But the programme has been caught up in a political dispute between the EU and the UK over the Brexit withdrawal agreement.
What’s Brexit got to do with it?
In 2019, then UK prime minister Boris Johnson and European Commission president Ursula von der Leyen signed an agreement that set out the terms of UK’s withdrawal from the bloc. The agreement includes the so-called Northern Ireland protocol, a contentious issue during negotiations, in which the parties agreed to keep Northern Ireland inside the EU’s single market for goods.
But in June 2022, the UK introduced a bill that essentially rips up parts of that agreement – ramping up tensions with Brussels.
Switzerland, on the other hand, has never been a member of the European Union, but has instead signed dozens of bilateral deals with the bloc. The central European country’s full participation in Horizon has been blocked after Switzerland rejected plans for an overarching treaty with Brussels.

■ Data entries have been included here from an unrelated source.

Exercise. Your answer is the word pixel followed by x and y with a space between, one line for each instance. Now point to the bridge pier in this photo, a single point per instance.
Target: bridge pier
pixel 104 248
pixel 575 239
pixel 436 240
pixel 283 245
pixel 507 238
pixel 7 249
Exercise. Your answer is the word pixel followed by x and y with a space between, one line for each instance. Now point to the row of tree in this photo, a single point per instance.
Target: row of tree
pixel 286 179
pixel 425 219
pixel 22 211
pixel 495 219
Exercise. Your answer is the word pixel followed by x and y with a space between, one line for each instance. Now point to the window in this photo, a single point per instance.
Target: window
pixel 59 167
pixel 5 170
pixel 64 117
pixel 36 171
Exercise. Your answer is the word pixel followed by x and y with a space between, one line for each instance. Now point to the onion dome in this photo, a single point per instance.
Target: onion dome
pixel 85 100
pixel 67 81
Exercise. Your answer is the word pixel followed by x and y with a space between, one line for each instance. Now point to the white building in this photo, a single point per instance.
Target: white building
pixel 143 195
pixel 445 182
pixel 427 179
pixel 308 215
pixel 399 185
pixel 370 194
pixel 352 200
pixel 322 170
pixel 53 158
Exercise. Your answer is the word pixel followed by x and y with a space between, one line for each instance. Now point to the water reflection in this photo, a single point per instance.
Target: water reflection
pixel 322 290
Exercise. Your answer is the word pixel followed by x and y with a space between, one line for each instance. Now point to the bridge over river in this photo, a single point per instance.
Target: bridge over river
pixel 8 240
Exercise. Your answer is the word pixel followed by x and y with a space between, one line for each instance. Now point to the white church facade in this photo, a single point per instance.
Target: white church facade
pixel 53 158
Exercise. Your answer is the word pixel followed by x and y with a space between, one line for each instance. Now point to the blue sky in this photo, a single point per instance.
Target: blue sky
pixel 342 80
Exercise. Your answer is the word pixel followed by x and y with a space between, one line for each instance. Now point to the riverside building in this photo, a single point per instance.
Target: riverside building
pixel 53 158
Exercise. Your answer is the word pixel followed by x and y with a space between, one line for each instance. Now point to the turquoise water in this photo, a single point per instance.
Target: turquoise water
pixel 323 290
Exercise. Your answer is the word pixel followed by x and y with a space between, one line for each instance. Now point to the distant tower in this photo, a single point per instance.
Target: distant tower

Concerns over ‘brain drain’
Under the terms of another Brexit treaty, the Trade and Cooperation Agreement, UK can join Horizon as an associate member. But the European Commission has insisted there is no binding deadline for association in that agreement.
Researchers based in third countries can participate in the Horizon programme, but cannot usually lead projects or access funds.
Fearing brain drain, UK said it could soon pursue its own international scheme, known as Plan B. As part of that alternative programme, UK plans to sign more international agreements such as the one inked with Switzerland this week.
While no new funds for research have been announced as part of that deal, the Swiss ambassador in London, Markus Leitner, said it was a “clear political signal” that the two scientific powerhouses are planning to invest more in joint projects.
For UK researchers, however, joining Horizon remains the preferred route.
Jamie Arrowsmith, head of Universities UK International, said the quarrelling parties should “remove political impediments” and proceed “to ratify UK and Swiss association to Horizon Europe” in the interest of global science, the BBC reported.